5.5.3 Tea and Immune System
- Participants were randomised to drink five or six cups of either tea or coffee everyday for two weeks(both drinks have caffeine but only tea has L-theanine) Kamath et al. (2003)
- After two weeks, blood samples were exposed to an antigen, and production of interfereon gamma(immune system response) was measured
- Explanatory variable: tea or coffee
- Response variable: measure of interferon gamma
ImmuneTea$Drink <- factor(ImmuneTea$Drink , levels=c("Tea", "Coffee"))
bwplot(ImmuneTea$Drink~ImmuneTea$InterferonGamma,
xlab='Interferon Gamma', main='Tea and Immune system',
scales=list(x=list(at=seq(0,60,5))),
par.settings = list(box.rectangle = list(col= c("green", "brown"),
fill= c("green", "brown"),
alpha=0.2),
box.umbrella = list(col= c("green", "brown")),
box.dot = list(col= c("green", "brown"))),
horizontal = TRUE)
From the side-by-side box plots, we see that there is a difference between the distributions of Interferon Gamma for coffee and tea drinkers.

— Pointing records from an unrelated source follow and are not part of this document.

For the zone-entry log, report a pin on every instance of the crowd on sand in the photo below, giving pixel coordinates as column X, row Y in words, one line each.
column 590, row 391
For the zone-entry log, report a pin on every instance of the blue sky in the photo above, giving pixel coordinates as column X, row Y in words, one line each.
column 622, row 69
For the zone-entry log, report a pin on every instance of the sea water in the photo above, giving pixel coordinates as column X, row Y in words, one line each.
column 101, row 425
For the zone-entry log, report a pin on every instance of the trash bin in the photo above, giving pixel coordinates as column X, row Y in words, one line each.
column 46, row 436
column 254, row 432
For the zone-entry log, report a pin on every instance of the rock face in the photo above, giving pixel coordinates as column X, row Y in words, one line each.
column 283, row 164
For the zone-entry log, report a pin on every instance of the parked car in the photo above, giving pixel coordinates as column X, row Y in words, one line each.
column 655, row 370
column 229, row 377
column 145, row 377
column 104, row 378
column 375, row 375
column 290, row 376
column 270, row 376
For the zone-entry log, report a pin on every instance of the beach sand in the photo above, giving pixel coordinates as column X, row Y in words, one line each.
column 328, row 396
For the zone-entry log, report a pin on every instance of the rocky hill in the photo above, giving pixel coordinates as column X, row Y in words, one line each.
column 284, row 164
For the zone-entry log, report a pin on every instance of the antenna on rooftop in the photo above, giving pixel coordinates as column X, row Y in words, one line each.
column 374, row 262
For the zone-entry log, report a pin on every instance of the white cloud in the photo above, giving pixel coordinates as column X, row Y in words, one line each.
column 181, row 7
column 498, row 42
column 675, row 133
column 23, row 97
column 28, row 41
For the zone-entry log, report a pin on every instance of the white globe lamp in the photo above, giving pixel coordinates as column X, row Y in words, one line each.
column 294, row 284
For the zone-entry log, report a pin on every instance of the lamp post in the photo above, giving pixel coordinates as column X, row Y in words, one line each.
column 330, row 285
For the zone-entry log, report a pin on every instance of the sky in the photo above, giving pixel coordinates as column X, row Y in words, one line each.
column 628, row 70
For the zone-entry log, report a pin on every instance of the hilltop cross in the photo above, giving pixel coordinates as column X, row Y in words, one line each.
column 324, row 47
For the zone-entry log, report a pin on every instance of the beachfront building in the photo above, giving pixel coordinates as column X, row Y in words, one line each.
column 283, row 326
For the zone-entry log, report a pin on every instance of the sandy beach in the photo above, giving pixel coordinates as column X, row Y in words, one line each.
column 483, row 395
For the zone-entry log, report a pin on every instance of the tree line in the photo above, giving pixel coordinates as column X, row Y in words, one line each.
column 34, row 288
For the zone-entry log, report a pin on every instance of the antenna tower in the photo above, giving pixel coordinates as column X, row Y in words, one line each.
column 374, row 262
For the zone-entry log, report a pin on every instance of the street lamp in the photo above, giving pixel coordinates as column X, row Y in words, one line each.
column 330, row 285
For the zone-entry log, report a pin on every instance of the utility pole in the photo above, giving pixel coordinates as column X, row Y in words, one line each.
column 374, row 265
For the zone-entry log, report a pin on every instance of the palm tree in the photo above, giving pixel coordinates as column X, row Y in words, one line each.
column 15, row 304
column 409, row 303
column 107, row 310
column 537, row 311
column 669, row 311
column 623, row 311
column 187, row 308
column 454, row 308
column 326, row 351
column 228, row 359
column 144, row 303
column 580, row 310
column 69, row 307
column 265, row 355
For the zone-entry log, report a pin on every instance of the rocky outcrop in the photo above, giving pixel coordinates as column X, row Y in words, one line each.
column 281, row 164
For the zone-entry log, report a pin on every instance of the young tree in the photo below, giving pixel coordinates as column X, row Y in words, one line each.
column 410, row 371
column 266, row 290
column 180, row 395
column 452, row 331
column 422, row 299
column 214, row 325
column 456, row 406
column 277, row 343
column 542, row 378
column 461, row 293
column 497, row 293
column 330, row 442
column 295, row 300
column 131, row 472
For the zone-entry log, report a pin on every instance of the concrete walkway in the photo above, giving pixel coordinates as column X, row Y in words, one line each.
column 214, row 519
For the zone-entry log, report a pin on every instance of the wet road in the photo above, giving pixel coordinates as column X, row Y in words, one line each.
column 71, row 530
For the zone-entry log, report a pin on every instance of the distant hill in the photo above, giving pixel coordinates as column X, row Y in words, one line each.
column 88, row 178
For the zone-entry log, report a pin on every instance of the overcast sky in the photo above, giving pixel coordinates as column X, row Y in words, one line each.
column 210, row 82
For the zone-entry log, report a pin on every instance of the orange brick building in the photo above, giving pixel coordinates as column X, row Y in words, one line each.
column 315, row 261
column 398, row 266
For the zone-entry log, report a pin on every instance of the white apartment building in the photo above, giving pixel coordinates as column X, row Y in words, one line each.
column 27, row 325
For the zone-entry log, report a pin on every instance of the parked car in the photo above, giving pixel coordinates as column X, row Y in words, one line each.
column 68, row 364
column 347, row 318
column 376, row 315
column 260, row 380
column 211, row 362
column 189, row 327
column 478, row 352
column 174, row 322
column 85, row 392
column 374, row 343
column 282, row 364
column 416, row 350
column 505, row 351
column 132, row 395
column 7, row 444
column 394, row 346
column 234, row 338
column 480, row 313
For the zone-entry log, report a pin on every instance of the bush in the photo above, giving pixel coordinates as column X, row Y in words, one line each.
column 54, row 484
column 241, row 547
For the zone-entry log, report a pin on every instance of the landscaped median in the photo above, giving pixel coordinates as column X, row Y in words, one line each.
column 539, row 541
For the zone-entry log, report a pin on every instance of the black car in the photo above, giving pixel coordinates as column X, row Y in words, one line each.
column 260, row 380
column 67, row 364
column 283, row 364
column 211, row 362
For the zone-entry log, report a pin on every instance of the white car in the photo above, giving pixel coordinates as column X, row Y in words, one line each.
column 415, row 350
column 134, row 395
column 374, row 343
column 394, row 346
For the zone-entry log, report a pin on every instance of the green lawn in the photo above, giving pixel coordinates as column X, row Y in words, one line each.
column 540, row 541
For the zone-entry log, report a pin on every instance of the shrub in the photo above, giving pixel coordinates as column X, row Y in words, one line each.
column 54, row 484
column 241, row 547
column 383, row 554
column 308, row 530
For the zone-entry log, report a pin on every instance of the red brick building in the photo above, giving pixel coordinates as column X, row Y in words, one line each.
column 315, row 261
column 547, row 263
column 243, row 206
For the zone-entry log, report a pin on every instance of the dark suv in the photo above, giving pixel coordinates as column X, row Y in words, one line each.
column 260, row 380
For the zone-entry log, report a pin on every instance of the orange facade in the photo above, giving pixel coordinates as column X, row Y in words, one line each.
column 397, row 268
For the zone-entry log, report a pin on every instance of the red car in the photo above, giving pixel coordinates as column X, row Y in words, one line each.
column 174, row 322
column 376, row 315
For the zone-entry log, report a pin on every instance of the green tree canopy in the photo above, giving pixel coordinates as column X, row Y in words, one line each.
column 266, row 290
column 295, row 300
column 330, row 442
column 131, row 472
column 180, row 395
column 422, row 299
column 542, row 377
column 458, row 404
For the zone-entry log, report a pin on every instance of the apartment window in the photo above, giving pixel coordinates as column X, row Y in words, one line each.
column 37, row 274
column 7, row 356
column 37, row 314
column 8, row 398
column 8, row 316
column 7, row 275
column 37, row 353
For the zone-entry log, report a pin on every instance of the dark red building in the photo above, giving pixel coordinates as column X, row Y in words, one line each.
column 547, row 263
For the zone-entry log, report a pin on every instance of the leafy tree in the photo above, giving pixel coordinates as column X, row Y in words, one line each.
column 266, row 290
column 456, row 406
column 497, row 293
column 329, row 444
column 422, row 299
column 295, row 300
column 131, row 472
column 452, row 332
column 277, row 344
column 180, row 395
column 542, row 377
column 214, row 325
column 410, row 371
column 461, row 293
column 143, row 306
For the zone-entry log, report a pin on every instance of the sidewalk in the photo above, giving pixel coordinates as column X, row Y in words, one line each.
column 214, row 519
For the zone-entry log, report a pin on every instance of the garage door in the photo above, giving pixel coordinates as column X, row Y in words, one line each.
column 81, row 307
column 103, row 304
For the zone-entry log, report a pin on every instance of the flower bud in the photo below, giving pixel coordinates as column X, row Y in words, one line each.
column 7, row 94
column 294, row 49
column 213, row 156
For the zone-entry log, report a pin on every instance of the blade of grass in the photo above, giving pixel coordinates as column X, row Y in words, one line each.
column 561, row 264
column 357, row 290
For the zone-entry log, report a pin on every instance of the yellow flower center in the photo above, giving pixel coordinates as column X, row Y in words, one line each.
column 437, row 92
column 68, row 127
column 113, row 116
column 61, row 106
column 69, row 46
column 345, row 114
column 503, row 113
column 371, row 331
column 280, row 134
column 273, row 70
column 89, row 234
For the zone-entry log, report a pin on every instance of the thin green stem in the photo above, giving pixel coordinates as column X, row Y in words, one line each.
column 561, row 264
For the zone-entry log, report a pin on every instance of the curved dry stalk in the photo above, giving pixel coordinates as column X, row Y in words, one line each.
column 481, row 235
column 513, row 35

Half of the coffee drinkers have Interferon Gamma levels less than 15 compared to only 25% of the tea drinkers. Furthermore, more than half of the tea drinkers have Interferon Gamma values above what’s considered an outlier for coffee drinkers. It looks like tea drinkers do have higher levels of interferon gamma. However, to test claims like this, we need to use formal statistical tests, which will be covered later in STAT101.